The Wolfpack have won eight straight, after going 4-10 over the final six weeks of the regular season. All eight have been in postseason play.
NC State finished 17-14 in the regular season, 9-11 in ACC conference play. The Wolfpack finished 10th, losing all four games to ranked opponents on their schedule to that point. The top five teams in the ACC (North Carolina, Duke, Virginia, Pittsburgh, and a three-way tie between Clemson, Syracuse, and Wake Forest) were a combined 8-1 against Keatts’ squad. The only win was a split with Wake Forest.

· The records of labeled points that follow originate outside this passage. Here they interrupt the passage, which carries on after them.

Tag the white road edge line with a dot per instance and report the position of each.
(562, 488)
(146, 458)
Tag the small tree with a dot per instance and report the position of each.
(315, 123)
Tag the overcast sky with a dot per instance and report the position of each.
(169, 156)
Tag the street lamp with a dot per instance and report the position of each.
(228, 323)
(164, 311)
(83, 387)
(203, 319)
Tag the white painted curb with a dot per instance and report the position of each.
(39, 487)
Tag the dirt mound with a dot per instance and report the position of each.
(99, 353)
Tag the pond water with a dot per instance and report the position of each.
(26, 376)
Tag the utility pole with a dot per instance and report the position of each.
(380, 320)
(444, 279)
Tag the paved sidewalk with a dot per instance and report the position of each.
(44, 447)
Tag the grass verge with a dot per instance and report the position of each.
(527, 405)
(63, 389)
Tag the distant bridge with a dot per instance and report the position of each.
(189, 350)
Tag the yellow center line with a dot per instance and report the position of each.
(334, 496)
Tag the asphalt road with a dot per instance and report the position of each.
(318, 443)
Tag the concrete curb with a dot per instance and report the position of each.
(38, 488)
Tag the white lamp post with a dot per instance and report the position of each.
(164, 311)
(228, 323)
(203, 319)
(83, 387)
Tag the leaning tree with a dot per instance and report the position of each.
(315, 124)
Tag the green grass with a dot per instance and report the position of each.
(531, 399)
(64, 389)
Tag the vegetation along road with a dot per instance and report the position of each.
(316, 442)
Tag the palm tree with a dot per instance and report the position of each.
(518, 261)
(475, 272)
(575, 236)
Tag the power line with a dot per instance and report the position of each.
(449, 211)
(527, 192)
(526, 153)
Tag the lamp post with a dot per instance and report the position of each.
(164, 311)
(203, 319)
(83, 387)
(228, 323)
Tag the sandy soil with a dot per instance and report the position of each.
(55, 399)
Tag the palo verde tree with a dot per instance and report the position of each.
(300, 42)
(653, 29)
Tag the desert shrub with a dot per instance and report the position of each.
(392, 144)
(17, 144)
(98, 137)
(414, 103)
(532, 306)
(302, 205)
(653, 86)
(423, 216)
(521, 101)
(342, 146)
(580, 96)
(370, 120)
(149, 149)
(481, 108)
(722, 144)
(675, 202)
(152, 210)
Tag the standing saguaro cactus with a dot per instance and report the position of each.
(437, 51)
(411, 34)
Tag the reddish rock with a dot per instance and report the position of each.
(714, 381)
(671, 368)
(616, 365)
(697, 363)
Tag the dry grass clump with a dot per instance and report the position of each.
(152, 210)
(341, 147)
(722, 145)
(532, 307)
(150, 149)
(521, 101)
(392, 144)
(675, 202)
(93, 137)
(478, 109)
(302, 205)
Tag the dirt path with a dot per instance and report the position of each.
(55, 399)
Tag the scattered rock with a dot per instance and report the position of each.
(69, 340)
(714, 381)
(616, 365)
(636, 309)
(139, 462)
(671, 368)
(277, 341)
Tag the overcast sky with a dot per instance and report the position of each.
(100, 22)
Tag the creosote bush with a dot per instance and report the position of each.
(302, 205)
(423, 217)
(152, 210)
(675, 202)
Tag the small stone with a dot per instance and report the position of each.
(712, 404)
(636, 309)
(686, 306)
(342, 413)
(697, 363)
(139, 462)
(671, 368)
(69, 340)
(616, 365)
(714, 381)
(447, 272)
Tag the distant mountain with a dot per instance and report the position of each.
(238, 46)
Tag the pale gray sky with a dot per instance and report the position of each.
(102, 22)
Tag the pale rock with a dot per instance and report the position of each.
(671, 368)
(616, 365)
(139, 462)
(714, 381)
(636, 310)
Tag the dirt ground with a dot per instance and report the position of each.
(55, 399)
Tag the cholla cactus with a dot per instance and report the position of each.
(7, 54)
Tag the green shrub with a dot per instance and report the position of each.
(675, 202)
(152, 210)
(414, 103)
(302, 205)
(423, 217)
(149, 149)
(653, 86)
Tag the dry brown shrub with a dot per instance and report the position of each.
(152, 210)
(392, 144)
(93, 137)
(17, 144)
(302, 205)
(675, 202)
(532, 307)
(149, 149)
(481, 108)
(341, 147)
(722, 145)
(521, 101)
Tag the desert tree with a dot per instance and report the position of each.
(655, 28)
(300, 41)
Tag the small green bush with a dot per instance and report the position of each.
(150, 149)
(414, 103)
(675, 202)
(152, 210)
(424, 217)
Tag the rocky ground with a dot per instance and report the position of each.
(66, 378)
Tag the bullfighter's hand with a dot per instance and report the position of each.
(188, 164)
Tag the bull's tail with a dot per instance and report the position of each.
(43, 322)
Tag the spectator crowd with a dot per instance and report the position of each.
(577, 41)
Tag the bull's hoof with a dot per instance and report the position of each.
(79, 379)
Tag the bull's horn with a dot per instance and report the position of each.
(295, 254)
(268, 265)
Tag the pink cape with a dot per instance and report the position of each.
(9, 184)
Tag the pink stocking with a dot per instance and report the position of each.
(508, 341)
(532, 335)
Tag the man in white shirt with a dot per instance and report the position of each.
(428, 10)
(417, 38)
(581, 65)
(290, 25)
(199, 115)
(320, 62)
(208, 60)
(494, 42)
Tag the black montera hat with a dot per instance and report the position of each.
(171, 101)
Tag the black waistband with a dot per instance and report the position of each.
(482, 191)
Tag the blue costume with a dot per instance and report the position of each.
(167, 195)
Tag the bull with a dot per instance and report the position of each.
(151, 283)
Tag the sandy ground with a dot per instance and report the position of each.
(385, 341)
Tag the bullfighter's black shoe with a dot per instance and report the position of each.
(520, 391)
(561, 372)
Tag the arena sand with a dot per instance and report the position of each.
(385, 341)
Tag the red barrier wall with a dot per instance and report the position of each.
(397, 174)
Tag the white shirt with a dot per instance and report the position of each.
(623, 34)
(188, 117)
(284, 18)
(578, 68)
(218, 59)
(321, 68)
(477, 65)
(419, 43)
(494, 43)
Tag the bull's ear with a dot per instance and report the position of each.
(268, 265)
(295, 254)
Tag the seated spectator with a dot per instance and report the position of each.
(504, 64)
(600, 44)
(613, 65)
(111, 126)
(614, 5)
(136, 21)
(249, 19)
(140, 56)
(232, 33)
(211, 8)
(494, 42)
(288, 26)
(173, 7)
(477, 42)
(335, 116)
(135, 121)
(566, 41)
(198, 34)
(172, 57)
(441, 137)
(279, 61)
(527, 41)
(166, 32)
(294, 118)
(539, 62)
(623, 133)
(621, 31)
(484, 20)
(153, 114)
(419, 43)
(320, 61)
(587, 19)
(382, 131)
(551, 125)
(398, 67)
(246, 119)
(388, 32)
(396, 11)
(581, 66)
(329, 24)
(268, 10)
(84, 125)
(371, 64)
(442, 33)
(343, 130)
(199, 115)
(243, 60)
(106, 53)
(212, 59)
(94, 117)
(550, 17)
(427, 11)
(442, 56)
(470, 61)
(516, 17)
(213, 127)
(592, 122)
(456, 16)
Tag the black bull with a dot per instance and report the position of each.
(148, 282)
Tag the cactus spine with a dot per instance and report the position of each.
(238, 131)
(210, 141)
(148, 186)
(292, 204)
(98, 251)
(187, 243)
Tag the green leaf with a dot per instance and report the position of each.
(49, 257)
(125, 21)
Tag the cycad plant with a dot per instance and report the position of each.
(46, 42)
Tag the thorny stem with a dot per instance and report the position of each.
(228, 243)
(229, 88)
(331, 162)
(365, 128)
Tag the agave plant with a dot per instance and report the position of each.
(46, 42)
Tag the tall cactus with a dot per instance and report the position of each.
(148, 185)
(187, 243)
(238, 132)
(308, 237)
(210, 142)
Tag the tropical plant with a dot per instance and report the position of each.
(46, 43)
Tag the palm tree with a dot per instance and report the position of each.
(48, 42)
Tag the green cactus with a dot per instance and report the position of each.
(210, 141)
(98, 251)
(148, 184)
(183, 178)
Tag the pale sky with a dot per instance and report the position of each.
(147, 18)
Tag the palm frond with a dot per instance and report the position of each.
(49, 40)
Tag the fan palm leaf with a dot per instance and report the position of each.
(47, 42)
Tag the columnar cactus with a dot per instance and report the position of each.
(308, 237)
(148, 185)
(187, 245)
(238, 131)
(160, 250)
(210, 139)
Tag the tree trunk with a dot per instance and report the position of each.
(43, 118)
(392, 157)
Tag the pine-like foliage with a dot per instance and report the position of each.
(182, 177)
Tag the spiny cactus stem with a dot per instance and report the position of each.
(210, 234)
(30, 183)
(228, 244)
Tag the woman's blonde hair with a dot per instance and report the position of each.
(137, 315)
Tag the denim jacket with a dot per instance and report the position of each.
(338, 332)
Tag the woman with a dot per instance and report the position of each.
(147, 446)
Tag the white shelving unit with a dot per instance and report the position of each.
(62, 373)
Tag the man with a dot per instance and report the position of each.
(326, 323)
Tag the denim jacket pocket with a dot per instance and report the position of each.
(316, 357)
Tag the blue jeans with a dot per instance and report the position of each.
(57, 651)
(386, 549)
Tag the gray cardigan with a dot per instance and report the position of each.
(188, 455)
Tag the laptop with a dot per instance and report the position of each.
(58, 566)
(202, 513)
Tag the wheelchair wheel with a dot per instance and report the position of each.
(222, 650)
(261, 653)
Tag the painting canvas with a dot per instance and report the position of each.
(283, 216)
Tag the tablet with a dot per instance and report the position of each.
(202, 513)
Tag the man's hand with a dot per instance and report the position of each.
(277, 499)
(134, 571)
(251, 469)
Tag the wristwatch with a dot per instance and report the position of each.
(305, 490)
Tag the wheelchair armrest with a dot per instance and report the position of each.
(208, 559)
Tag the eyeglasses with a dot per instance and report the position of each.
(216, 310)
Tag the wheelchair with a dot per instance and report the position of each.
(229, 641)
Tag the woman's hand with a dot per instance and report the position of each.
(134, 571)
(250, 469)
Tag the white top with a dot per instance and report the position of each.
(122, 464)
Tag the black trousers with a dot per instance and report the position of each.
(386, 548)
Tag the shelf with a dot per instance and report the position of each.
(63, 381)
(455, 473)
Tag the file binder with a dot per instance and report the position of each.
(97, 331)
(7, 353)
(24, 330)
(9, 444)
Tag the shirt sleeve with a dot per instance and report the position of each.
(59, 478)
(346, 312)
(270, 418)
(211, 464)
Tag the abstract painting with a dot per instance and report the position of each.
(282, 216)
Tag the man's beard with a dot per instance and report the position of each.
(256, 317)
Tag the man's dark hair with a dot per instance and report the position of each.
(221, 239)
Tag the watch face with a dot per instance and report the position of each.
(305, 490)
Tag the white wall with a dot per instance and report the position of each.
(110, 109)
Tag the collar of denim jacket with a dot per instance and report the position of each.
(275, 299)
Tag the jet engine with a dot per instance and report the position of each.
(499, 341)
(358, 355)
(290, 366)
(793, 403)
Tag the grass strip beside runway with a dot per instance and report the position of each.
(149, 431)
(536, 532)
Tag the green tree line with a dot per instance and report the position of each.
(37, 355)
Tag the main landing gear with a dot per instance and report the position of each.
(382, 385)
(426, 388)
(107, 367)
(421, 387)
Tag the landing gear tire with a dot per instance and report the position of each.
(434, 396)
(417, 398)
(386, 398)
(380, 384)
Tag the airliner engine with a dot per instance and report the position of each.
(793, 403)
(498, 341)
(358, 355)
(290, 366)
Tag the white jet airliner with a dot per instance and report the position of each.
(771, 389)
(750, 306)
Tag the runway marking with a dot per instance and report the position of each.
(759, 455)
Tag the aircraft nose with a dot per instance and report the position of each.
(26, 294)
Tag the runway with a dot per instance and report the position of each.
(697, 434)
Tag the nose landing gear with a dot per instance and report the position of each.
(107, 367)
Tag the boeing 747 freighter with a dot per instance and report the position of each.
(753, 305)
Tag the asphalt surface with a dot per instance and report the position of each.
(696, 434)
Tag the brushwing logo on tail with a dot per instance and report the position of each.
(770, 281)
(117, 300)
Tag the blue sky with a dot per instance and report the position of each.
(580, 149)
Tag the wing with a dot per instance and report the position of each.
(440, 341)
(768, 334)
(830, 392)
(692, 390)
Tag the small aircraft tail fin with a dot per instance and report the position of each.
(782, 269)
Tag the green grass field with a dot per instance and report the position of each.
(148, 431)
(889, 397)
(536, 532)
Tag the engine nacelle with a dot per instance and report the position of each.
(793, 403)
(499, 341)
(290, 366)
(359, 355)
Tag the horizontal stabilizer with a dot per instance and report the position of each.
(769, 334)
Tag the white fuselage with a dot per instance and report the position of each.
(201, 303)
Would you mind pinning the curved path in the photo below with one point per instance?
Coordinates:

The Wolfpack took down Boston College in the first round of the ACC tournament, then upset Syracuse to reach the quarterfinals. Not a reach, as wide-open as the middle of the ACC was going into the conference tournament. It was the upset of then-#11 Duke that got people talking. The discussion was not whether NC State was bolstering enough of a resume to get into the NCAA Tournament field, but rather would the early loss knock Duke out of a top-four seed in one of the regions.
Instead, NC State took down Virginia in the semifinals, and completely stunned #4 North Carolina to claim their first ACC tournament championship since 1987.
While Syracuse and Pittsburgh declined an invitation to the NIT Tournament after being two of the “first four out,” NC State had punched an automatic ticket to the field of 68. Seeded 11th in the South Region, the Wolfpack dispatched Texas Tech by 13 in the first round. Surprisingly enough, the 11-seed came into question, as there were some that thought their miracle run and subpar conference play should have earned the Wolfpack a date in the First Four matchups in Dayton earlier in the week.
The committee did right by giving a power conference tournament champion a decent opening matchup, albeit knowing now the seeding may have been much lower than what NC State was capable of.
A second-round matchup with Oakland, who stunned Kentucky in the first round, nearly slipped away, as the Wolfpack let a late lead slip away, before ultimately prevailing in overtime.
Playing in their first Sweet 16 game since 2015, there was an overwhelming consensus from media outlets the run would end against Marquette on Friday night in Dallas. After all, this was a Marquette Golden Eagle team that was seeded second, and just a few weeks prior had slapped top-overall seed Connecticut around by 30.
The Golden Eagles took a 5-4 lead with 17:05 left in the first half. It would be the last time they would lead the rest of the night. NC State opened up a lead of as many as 16 in the second half, before coming away with a 67-58 win. Marquette closed the lead to as little as six with just over 3:30 left, but could get no closer.
With the Final Four to be decided within the next 48 hours, there are three teams from the ACC, including a rematch between the Wolfpack and Duke on Sunday. Clemson and Alabama meet in the West Regional Final in Los Angeles, leaving many to be reminded of their legendary football playoff rivalry a few years ago.
A win would make NC State the fifth-overall 11-seed to reach the Final Four, and the first since UCLA in the Covid bubble of 2021. None of the previous six (Syracuse was a 10-seed in 2016) made it to the Championship Game, however. The irony that Keatts’ Wolfpack denied Chaka Smart’s Golden Eagles a chance to play for the Final Four, when Smart was the head coach of the VCU team that was seeded 11 in the Southwest Region back in 2011, and went to the Final Four.